Outro fator de risco levantado por especialistas é o descaso inicial dos próprios fabricantes que estabelecem senhas fracas de fábrica que nunca são alteradas pelo usuário desinformado. Essas senhas podem ser únicas para uma linha inteira de modelos ou tão simples que não resistem a um ataque de força bruta.
A partir desses dois fatores, cibercriminosos estão programando botnets para vasculhar e infectar roteadores e dispositivos de Internet das Coisas, aumentando sua legião de máquinas e facilitando sua própria expansão exponencialmente.
Além das capacidades apresentadas pelo VPNFilter, novas gerações de malware são capazes também de recrutar roteadores comprometidos para ataques DDoS ou para mineração de criptomoedas para seus controladores. Com a possibilidade de adicionar módulos on demand e funções pela internet e com uma segurança tão baixa, o roteador se torna um alvo extremamente desejável.
Para a vítima, entretanto, um roteador infectado pode ser ainda mais perigoso que um PC ou dispositivo móvel contaminado. A Avast aponta que roteadores sequestrados podem furtar credenciais bancárias injetando conteúdo em páginas web de uma forma imperceptível para o sistema operacional ou instruir o usuário a instalar aplicativos ou programas com propósitos maliciosos.
Ondrej Vleek, Presidente de Consumo da Avast, é categórico em seu aviso: “as pessoas estão adquirindo cada vez mais e mais variados tipos de dispositivos conectados, fazendo com que cada aspecto de nossas vidas possa ser comprometido por um ataque. Olhando para frente em 2019, essas tendências apontam para uma amplificação das ameaças através dessas superfícies de risco em expansão”.
As recomendações do FBI para ameaças que podem comprometer roteadores (assim como outros dispositivos conectados) permanecem valendo para todos os usuários:
- Reinicie os dispositivos regularmente, pois a maioria dos malwares é armazenada na memória e removida na reinicialização do dispositivo. É importante fazer isso regularmente, pois muitos atores competem pelo mesmo volume de dispositivos e usam scripts automatizados para identificar vulnerabilidades e infectar dispositivos.

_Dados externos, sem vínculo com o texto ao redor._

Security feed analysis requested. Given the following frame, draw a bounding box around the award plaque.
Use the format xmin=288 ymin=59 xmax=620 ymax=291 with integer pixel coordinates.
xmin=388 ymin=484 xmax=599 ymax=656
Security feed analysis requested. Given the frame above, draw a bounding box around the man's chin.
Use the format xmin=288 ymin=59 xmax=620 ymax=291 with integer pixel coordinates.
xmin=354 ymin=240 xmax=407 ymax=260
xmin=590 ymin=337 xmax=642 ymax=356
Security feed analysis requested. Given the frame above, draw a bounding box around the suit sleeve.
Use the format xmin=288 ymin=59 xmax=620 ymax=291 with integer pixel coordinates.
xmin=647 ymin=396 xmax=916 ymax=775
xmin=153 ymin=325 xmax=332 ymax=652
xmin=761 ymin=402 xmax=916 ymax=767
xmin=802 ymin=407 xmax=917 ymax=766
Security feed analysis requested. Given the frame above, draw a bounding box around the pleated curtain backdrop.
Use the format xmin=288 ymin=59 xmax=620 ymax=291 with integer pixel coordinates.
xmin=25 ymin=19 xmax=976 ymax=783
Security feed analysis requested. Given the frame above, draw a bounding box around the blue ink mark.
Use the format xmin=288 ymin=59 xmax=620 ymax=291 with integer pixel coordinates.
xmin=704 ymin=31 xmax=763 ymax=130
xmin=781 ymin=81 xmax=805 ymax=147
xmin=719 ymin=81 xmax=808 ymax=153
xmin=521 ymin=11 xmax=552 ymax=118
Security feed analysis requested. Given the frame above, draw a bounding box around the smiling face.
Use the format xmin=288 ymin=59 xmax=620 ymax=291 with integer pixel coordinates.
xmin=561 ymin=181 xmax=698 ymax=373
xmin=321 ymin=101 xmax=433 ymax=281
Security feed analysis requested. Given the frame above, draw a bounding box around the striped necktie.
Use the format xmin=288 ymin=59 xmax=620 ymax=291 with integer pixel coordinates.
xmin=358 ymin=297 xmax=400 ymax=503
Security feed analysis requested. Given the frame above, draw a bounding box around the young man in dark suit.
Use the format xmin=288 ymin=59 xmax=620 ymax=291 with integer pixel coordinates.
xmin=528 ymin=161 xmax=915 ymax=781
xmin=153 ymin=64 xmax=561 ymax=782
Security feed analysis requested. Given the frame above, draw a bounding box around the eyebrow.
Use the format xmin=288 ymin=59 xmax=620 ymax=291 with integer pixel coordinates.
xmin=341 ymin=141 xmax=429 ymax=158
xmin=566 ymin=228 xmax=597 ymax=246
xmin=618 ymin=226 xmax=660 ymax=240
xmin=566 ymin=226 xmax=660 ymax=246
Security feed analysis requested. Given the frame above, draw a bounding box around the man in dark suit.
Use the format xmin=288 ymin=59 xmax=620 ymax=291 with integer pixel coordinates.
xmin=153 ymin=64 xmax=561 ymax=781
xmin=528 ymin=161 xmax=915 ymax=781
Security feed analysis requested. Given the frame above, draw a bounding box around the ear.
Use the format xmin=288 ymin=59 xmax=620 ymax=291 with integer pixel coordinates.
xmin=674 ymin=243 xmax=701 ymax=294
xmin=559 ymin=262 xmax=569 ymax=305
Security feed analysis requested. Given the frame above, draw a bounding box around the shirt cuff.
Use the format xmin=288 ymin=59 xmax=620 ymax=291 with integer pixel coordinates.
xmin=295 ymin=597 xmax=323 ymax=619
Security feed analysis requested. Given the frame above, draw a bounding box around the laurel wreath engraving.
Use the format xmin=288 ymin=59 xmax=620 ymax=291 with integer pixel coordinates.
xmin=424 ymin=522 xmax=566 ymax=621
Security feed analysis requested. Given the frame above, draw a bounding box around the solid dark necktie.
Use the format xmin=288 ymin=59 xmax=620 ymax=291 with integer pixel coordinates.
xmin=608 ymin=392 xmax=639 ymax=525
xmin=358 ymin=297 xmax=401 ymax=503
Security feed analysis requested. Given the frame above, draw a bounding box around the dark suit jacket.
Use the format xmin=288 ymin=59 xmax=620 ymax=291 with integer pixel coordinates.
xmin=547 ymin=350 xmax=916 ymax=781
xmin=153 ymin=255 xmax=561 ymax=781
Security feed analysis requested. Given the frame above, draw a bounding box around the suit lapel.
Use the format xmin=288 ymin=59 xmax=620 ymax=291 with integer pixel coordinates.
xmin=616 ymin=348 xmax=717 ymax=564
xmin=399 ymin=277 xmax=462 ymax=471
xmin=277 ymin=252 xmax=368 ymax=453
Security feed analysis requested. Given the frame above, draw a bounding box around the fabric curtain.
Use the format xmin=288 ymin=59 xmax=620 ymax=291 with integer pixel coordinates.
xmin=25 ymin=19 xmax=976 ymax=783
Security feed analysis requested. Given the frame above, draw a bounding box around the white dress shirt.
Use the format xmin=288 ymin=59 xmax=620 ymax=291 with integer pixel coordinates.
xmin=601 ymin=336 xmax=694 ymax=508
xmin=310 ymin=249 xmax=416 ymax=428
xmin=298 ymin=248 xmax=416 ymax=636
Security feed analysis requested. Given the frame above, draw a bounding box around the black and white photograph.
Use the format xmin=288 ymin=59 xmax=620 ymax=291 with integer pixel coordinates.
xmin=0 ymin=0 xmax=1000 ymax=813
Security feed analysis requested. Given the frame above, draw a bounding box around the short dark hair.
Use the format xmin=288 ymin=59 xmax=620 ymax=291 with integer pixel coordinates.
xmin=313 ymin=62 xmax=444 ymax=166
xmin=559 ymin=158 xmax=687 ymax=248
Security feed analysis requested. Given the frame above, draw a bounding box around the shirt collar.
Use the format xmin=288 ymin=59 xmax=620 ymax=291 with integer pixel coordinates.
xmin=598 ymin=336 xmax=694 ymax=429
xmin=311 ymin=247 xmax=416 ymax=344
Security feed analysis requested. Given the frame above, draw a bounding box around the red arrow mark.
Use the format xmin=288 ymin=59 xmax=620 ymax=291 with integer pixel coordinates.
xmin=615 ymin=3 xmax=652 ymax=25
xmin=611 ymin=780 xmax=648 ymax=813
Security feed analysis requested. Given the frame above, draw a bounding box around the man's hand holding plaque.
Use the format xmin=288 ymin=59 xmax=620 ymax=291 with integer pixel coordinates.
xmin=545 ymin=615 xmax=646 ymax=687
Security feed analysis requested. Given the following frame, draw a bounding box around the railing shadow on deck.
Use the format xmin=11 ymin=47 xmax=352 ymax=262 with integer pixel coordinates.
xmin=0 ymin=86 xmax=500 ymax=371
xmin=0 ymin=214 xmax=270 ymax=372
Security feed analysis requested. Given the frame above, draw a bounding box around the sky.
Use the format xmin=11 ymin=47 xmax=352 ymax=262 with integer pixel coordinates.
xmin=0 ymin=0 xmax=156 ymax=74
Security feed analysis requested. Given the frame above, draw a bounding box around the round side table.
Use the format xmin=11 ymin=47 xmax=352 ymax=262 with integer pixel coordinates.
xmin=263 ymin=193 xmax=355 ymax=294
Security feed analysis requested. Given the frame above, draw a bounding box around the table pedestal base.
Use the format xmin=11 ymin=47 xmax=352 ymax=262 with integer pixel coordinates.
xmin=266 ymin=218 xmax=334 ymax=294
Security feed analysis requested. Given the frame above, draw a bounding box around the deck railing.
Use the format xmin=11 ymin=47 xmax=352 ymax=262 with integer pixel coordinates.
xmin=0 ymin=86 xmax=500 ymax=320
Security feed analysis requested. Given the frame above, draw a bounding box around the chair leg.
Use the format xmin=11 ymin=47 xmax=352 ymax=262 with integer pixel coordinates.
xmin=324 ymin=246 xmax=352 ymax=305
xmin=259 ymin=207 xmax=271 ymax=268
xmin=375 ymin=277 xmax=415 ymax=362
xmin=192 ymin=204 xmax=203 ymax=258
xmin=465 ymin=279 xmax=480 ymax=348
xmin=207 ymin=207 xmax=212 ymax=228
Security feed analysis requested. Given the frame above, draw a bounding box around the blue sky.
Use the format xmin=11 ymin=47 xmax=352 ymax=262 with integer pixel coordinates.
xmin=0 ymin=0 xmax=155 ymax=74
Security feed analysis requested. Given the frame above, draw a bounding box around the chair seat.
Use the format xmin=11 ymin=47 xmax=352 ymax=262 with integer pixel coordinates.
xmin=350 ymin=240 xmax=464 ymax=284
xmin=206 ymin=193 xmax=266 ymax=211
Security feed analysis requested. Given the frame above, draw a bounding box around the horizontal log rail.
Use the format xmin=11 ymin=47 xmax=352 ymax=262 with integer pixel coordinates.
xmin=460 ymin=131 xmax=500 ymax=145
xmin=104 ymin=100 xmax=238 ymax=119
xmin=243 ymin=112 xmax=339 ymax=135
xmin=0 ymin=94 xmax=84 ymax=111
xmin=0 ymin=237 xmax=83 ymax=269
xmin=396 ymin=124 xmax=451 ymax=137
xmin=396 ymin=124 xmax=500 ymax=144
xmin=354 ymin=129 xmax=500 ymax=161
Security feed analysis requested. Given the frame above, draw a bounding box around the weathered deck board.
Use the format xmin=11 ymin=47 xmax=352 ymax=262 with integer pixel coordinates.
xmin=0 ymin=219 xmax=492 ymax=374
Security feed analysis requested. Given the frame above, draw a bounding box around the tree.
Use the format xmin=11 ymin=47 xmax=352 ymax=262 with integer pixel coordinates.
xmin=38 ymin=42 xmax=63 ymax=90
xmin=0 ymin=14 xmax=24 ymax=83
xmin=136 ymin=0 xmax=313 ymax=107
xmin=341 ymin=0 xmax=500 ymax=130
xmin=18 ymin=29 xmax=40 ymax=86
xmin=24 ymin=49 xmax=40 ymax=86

- Altere nomes de usuários e senhas padrão.
- Use o antivírus regularmente e verifique se está atualizado.
- Verifique se todos os dispositivos IoT estão atualizados e se os patches de segurança estão incorporados.
- Configure firewalls de rede para bloquear o tráfego de endereços IP não autorizados e desabilitar o encaminhamento de porta.
- Isole dispositivos IoT de outras conexões de rede.